Forum Discussion
- lukBoss
I would expect Excel to not deal properly with UTF-8 data in CSV, so what you could try instead of directly opening the .csv with Excel is to use the import function within the "Data" tab where Excel allows you to specify the character-encoding. Select import from text and choose your csv file then select UTF-8 encoding. Not sure that helps, but that's what I would try (not using Excel for years 😉).
- Parvez_ALAdvisor
luk , Thanks. I use that workaround and it works fine. However, our bloggers are not technical and find it very difficult to even open a single report using this workaround. And to be able to do it for 12 other languages by different teams everytime they need a report is not practical. It is surely a coding issue that needs to be modified from Khoros 's end.
- lukBoss
It is surely a coding issue that needs to be modified from Khoros 's end.
Well, I don't think it's that easy, afaik Excel by default opens csv files with ISO-8859-1 encoding, but the world has moved on for many years and UTF-8 is de-facto standard. Imagine you want to use your csv data in let's say python or whatever language to do programmatic analysis but Khoros gives you ISO-8859-1 encoded data, it would be a nightmare. So it's not that Khoros couldn't encode the exported csv that way, the question is more: Would it be better?
PS: As I mentioned above, I'm not using excel at all for several years, so take the above with a grain of salt.
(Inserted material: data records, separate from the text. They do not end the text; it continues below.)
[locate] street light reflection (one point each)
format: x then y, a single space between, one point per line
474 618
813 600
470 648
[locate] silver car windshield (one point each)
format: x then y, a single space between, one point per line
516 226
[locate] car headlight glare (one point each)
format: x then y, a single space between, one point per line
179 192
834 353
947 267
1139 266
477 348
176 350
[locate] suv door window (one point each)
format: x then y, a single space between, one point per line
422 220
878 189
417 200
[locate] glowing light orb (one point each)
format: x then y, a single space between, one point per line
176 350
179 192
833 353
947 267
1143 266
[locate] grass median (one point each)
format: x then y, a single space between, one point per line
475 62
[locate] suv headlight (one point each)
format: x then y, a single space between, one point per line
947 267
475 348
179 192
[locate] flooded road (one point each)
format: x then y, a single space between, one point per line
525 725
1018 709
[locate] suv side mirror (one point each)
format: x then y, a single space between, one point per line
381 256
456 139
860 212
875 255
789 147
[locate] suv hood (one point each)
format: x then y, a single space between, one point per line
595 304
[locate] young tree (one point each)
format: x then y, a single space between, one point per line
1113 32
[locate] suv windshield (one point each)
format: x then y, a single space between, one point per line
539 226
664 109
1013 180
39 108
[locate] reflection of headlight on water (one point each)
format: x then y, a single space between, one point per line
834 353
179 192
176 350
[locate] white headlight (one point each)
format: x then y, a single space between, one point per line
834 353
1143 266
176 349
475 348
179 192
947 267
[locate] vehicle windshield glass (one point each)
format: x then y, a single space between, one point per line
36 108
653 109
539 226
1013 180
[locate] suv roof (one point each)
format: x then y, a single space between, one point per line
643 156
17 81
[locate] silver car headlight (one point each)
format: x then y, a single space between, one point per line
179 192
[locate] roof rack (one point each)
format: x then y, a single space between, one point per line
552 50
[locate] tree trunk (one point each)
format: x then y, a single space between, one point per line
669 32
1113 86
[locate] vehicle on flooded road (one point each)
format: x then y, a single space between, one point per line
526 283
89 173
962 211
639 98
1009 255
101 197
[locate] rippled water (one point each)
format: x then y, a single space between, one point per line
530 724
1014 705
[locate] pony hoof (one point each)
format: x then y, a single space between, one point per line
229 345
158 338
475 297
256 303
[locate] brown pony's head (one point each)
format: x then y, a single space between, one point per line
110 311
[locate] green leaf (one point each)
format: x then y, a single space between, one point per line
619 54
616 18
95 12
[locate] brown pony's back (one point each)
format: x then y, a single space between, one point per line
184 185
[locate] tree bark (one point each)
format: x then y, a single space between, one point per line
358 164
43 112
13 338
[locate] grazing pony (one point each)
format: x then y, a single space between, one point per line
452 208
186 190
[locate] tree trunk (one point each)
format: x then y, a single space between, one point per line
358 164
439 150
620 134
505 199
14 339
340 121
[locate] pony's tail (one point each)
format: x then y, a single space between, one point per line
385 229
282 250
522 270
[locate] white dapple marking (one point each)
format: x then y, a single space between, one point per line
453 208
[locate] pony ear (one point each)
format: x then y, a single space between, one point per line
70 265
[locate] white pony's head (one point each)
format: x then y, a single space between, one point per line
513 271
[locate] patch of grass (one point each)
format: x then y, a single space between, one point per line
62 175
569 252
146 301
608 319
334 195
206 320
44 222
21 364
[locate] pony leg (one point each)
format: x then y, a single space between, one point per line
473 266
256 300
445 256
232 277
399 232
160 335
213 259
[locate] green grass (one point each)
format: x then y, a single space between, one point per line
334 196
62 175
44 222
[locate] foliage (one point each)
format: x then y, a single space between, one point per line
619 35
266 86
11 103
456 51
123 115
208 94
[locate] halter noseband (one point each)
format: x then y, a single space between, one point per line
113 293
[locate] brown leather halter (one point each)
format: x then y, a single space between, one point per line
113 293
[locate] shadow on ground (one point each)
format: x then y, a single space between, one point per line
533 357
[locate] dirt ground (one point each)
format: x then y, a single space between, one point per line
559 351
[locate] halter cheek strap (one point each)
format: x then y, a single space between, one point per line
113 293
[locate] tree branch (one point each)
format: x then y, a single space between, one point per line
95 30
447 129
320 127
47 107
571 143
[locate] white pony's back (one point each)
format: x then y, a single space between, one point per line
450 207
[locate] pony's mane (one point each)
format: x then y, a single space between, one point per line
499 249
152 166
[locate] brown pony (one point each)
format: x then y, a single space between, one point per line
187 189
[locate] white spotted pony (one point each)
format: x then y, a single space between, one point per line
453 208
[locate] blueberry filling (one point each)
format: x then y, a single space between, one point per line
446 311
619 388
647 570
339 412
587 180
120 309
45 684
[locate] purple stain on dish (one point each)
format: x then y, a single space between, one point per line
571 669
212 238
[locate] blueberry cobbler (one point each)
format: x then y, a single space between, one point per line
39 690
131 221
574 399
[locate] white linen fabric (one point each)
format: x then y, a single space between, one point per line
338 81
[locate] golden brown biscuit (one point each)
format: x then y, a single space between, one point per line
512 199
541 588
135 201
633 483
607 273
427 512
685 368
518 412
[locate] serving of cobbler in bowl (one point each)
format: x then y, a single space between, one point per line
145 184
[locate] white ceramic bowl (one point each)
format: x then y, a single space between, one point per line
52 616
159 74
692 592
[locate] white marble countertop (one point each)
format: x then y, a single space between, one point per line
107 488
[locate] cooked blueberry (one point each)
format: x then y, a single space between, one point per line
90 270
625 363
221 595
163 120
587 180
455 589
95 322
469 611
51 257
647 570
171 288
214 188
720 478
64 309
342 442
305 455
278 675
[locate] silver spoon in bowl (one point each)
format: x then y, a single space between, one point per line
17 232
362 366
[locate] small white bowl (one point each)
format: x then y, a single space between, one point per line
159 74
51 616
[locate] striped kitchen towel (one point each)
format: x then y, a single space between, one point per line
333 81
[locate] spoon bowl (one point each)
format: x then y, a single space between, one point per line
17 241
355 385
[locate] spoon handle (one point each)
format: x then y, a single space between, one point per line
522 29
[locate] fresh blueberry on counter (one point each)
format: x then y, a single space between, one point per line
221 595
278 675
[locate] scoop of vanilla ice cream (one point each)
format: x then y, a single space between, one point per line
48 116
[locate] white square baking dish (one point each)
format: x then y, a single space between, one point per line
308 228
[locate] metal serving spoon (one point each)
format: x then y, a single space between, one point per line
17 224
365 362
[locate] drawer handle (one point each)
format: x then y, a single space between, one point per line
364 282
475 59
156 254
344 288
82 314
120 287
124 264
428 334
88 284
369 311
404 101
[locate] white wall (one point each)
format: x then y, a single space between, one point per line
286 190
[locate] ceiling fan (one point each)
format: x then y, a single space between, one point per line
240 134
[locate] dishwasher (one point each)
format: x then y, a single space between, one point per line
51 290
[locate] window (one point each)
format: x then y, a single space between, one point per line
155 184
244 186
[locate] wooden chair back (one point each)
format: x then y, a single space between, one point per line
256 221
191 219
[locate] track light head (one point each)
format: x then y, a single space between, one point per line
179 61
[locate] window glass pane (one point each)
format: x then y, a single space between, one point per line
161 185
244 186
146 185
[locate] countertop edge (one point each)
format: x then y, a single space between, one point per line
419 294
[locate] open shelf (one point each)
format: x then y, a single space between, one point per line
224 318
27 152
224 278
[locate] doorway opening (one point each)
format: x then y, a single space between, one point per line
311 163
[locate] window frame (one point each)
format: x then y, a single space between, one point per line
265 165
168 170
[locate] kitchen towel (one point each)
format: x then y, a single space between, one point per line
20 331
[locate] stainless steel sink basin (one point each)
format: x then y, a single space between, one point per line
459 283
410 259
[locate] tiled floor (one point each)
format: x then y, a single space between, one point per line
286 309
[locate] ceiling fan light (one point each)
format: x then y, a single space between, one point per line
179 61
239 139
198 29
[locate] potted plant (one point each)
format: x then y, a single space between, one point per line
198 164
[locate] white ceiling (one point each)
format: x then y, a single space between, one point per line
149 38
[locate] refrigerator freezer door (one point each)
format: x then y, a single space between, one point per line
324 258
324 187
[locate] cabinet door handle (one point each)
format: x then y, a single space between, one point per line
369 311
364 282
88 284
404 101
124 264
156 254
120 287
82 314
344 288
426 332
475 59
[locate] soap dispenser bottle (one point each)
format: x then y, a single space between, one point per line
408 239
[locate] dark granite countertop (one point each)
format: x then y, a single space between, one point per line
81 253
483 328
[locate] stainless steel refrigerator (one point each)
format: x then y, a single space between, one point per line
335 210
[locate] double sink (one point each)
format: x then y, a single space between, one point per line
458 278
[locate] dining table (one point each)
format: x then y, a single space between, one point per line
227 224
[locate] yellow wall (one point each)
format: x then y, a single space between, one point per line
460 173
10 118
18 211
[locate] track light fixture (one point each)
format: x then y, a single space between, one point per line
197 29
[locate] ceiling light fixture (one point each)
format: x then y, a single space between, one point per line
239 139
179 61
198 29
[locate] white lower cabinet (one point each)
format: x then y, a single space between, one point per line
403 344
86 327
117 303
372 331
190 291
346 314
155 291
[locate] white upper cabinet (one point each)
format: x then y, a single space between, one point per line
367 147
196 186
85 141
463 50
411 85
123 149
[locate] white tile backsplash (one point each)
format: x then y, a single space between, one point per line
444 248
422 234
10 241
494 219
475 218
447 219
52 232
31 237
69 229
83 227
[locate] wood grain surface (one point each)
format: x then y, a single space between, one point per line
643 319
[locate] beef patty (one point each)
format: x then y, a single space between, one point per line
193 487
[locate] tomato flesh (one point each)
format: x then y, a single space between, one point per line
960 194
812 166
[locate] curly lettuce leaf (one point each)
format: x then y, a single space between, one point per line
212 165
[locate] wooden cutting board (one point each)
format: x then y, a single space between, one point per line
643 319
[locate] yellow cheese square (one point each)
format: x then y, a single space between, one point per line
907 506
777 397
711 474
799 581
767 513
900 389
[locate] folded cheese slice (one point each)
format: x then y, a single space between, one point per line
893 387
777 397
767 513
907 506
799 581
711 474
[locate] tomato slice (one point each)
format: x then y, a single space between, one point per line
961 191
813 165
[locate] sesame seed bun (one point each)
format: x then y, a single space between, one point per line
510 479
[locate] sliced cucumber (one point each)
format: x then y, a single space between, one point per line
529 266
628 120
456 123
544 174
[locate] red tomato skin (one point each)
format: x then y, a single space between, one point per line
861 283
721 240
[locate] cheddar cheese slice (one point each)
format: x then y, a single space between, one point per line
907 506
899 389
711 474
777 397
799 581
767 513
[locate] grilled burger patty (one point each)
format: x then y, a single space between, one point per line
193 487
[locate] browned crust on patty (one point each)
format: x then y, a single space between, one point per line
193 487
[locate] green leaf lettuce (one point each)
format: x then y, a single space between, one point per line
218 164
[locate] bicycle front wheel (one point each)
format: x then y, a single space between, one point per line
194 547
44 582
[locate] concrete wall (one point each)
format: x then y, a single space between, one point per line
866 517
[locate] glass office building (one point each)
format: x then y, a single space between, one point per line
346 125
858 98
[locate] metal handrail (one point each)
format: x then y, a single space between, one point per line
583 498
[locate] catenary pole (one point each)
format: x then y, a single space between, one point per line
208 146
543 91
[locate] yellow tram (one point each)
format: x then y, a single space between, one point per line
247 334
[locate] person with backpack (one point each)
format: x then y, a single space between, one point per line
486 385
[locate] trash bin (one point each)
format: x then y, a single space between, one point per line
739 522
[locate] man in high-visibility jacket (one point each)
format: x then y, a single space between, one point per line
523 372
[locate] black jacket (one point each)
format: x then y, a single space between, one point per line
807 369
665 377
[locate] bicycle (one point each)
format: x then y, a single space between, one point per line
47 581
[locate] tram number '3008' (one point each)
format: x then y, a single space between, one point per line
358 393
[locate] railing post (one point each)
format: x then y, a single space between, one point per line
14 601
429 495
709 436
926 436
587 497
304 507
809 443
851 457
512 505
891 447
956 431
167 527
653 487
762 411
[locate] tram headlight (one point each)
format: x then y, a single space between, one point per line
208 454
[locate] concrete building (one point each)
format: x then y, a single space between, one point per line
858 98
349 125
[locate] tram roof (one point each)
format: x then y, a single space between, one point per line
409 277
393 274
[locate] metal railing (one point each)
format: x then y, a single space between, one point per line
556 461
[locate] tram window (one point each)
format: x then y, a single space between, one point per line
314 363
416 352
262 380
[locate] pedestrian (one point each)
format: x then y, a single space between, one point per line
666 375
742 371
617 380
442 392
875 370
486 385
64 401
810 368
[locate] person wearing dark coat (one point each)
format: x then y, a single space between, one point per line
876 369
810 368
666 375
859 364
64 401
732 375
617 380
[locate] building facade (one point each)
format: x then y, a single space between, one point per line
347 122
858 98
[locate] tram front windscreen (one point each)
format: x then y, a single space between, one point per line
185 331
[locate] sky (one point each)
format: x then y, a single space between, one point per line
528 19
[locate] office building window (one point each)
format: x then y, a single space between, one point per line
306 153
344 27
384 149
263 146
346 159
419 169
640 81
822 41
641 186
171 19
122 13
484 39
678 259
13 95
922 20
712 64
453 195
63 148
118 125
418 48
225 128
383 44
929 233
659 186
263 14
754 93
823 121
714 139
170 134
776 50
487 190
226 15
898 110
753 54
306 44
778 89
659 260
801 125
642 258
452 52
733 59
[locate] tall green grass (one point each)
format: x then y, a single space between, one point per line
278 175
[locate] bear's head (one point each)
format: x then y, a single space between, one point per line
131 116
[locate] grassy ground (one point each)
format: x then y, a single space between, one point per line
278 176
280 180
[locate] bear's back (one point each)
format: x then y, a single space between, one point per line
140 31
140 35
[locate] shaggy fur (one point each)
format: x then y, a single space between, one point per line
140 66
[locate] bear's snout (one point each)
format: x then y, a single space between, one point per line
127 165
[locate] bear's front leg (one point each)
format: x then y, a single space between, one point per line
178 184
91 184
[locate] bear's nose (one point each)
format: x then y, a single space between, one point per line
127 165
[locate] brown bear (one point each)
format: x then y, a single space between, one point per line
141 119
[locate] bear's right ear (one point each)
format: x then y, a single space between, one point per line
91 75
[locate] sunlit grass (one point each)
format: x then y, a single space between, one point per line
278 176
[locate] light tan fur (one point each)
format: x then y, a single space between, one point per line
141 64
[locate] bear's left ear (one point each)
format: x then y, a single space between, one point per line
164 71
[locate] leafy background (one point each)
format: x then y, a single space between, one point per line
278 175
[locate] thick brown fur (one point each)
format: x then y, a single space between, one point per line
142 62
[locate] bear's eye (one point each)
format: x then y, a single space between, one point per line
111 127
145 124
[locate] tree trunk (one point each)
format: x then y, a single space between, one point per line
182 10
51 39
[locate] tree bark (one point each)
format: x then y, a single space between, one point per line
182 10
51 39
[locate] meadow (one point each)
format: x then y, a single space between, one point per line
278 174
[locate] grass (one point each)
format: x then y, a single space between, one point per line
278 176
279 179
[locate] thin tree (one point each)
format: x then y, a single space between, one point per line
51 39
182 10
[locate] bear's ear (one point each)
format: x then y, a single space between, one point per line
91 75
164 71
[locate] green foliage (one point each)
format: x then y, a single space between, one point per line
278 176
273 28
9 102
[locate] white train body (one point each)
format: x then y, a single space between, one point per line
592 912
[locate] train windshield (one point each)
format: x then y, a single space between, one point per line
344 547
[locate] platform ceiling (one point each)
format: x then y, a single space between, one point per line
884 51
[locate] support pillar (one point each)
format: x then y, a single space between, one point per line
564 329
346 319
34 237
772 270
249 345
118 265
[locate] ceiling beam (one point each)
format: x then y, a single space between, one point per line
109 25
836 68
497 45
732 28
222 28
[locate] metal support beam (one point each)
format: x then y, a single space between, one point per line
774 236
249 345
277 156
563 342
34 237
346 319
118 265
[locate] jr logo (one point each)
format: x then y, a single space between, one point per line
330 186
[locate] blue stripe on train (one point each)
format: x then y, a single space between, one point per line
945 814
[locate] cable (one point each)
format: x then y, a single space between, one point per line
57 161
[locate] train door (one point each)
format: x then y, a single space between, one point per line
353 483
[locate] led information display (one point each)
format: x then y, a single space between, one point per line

EDIT: A quick google points me to this https://answers.microsoft.com/en-us/msoffice/forum/all/excel-read-csv-set-utf-8-as-default-for-all-csv/62eb4068-fc70-4f9b-9bd7-c904713beaf0 so I would assume something like changing a registry value to switch the default encoding to UTF-8 when opening csv files would still work (also not using windows 😉) and might solve your problem (if you can then change your registry, might be a problem on a managed device)?